Wednesday, July 24, 2013

Geo 365: July 24, Day 205: Angular Unconformity

The terrace I described yesterday can be seen clearly in the above photo, with a horizontal layer (maybe six feet thick, judging from the fence, which is about four feet high) of sediment deposited on the planed surface. The older layers of pre-existing rock, Eocene Coaledo Formation are dipping steeply to the east under that layer of sediment. Despite the title, I'm not entirely certain this is a true angular unconformity; the upper layer hasn't turned to real rock- it's unconsolidated.

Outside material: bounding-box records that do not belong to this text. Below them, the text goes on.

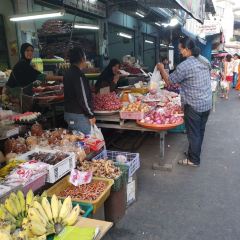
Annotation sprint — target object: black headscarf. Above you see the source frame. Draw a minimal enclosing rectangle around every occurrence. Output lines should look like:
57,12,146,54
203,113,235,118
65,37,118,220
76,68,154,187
6,43,41,88
95,59,120,92
20,43,34,64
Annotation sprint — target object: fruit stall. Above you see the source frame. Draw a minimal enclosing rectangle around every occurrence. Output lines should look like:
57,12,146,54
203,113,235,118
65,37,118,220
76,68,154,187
94,88,185,169
0,115,140,239
0,82,183,239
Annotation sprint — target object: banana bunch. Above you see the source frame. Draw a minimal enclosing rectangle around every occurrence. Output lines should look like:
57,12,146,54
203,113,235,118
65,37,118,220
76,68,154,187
0,190,84,240
22,195,83,239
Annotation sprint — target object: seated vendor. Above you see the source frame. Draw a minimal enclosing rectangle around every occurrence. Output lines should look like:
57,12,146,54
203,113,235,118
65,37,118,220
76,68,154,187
95,59,120,93
6,43,63,88
2,43,63,111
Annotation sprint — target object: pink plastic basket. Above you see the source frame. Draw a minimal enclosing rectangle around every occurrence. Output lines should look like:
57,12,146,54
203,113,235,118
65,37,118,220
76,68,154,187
23,172,48,194
120,112,145,120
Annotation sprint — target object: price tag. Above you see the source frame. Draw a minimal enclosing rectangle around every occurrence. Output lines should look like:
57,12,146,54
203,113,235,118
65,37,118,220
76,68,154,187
69,169,92,187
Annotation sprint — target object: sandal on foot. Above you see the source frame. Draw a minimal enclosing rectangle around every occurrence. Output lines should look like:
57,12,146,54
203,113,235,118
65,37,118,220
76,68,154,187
178,158,200,167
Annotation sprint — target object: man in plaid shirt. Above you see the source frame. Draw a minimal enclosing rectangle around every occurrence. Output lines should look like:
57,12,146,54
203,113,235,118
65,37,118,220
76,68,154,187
159,38,212,166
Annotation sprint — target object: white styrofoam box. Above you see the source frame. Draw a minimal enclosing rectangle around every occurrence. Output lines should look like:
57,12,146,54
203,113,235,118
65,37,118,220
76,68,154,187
18,148,76,183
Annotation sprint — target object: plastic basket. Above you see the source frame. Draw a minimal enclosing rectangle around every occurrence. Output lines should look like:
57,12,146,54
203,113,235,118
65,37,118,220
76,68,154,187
111,163,129,192
120,111,145,120
168,123,186,133
23,172,48,195
94,150,140,177
18,148,76,183
47,176,114,213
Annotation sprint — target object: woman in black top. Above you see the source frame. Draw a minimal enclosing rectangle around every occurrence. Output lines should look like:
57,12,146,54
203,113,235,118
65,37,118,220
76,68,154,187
63,47,96,134
2,43,63,112
95,59,120,93
6,43,63,88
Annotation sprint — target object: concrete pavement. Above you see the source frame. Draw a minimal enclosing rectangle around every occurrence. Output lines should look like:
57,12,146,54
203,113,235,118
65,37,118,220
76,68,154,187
104,91,240,240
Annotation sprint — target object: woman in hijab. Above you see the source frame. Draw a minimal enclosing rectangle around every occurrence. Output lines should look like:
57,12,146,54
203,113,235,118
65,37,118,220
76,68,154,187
95,59,120,93
6,43,63,88
2,43,63,112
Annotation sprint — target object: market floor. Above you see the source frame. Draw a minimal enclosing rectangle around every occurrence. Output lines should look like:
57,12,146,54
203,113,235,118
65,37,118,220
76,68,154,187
104,90,240,240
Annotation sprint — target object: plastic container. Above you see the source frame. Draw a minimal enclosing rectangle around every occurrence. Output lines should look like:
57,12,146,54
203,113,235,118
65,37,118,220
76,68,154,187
120,111,145,120
94,150,140,177
23,172,48,195
47,176,114,213
111,163,129,192
72,201,93,218
168,123,186,133
18,148,76,183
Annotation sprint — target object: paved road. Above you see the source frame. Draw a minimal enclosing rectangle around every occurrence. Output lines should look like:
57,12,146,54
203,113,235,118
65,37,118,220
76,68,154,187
105,92,240,240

Despite the naming uncertainty, the story this outcrop tells is the the same: Coaledo sediments were deposited in a deep pile of layers, and lithified. Then they were tilted up by folding associated with the ongoing collision between North America and the Juan de Fuca plate. Either during or following this folding, this area was lifted to sea level, and wave erosion took its toll, beveling the flat surface and removing the overlying rock. Given what I've seen of the sediment sitting on the top, it's a reasonable guess that this area spent at least a short time as a sandy beach. Then further uplift raised the whole shebang up to its current level- this likely happened in small increments over tens to hundreds of thousands of years, and was not entirely uniform. This same terrace is lower at Sunset Bay, a mile or two to the north, and higher at Cape Arago, a similar distance south.

Photo unmodified. March 8, 2012. FlashEarth location.


Joe Dirt said...

I think I would go with angular unconformity because it best describes the relationship shown here. Otherwise what do we have, simply an unconformity, erosional unconformity (that one sounds redundant)?


mtb said...

That is a really cool exposure nonetheless.